Independent Microblogging
Twitter is great in many ways, but it’s far from problem-free. (Thought experiment: if Twitter hadn’t existed, would Trump have got elected?)
The abuse and lack of tools to combat it are of course the major ones. Lindy West’s Guardian article on leaving Twitter is only the latest such.
But another problem is the old one of owning your own words. Of controlling the platform on which you publish. I’ve posted briefly about this before (though that was Google, rather than Twitter). Sure, Twitter isn’t likely to go bust and delete everyone’s tweets without any warning. But you never know when they’re going to change a policy, or change ownership, or make some other change that — deliberately or not — shuts down your access, removes your entire history, or otherwise lessens or removes the experience.

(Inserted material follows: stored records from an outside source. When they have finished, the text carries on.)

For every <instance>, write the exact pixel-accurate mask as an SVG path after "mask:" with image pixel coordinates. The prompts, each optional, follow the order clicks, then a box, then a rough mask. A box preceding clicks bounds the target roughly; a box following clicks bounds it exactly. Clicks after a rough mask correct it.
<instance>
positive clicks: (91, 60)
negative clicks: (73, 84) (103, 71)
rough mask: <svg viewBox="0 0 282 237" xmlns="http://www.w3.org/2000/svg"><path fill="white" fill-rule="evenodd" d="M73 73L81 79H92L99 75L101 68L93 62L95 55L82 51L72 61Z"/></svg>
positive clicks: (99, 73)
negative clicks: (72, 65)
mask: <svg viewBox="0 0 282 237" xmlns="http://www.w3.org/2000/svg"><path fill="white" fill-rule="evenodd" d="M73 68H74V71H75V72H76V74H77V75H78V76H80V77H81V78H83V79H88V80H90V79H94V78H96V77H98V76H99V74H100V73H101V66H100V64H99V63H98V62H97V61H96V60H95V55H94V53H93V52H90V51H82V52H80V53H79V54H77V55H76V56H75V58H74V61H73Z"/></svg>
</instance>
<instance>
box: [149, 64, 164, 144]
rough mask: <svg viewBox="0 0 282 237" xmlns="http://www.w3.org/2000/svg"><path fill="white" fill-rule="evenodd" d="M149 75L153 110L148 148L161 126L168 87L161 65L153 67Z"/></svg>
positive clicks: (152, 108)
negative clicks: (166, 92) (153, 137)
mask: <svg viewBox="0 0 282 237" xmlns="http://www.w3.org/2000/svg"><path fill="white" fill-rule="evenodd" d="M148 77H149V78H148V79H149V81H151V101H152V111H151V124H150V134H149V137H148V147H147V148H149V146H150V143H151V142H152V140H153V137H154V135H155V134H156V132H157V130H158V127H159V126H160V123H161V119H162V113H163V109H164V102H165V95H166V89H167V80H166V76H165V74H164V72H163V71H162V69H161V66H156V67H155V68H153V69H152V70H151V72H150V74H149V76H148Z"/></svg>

There have been attempts to build open alternatives, such as Diaspora, but I confess that I’ve only ever come away from it confused.
It would be better if there were a simple way we could all publish to our own sites, but still get the benefit of Twitter’s network. Say hello to Micro.blog, a new approach from Manton Reece, blogger, podcaster and developer.
It should allow us to post Tweet-style short posts on our own sites, and also send them to Twitter. Which may give us the best of both worlds.
As well as developing the service and the app, he’s writing a book about the subject of indie microblogging, and has a Kickstarter going to help him out. It’s worth offering a few bucks if you’re at all interested in the matter.
Content Provider
I may not get to write a proper post today, as I haven’t yet and we’re about to go and see Stewart Lee: Content Provider, so I probably won’t manage to later.
So this is by way of meeting my challenge.
The Year Turns Again
New Year’s Day, by all the fates. Another trip round the sun, another twelve months have passed. As usual I wonder, “Where did that year go?”
I’ve been fairly consistent in blogging over the last year, I think: consistently lightweight, that is. I only missed one entire month, by the looks of it (March). But it’s been infrequent at best.
So as a kind of New Year’s resolution (I don’t really go in for them normally) I’m planning — no, thats probably too strong; proposing, let’s say — to make 2017 the year of blogging every day.
Every day. It’s a big challenge, I know. But I think that it’s only if I put it out there publicly that there’s any chance I’ll carry through with it.
Or not. We’ll see. My thinking is that even a traditional link post will count, since I write at least a few words with those.
Anyway, Happy New Year, if you’re reading this and I haven’t wished you it already.
Self-Hosting
One very good reason why you should post at your own site, and not necessarily trust big companies to look after your stuff: Why Did Google Erase Dennis Cooper’s Beloved Literary Blog? – The New Yorker.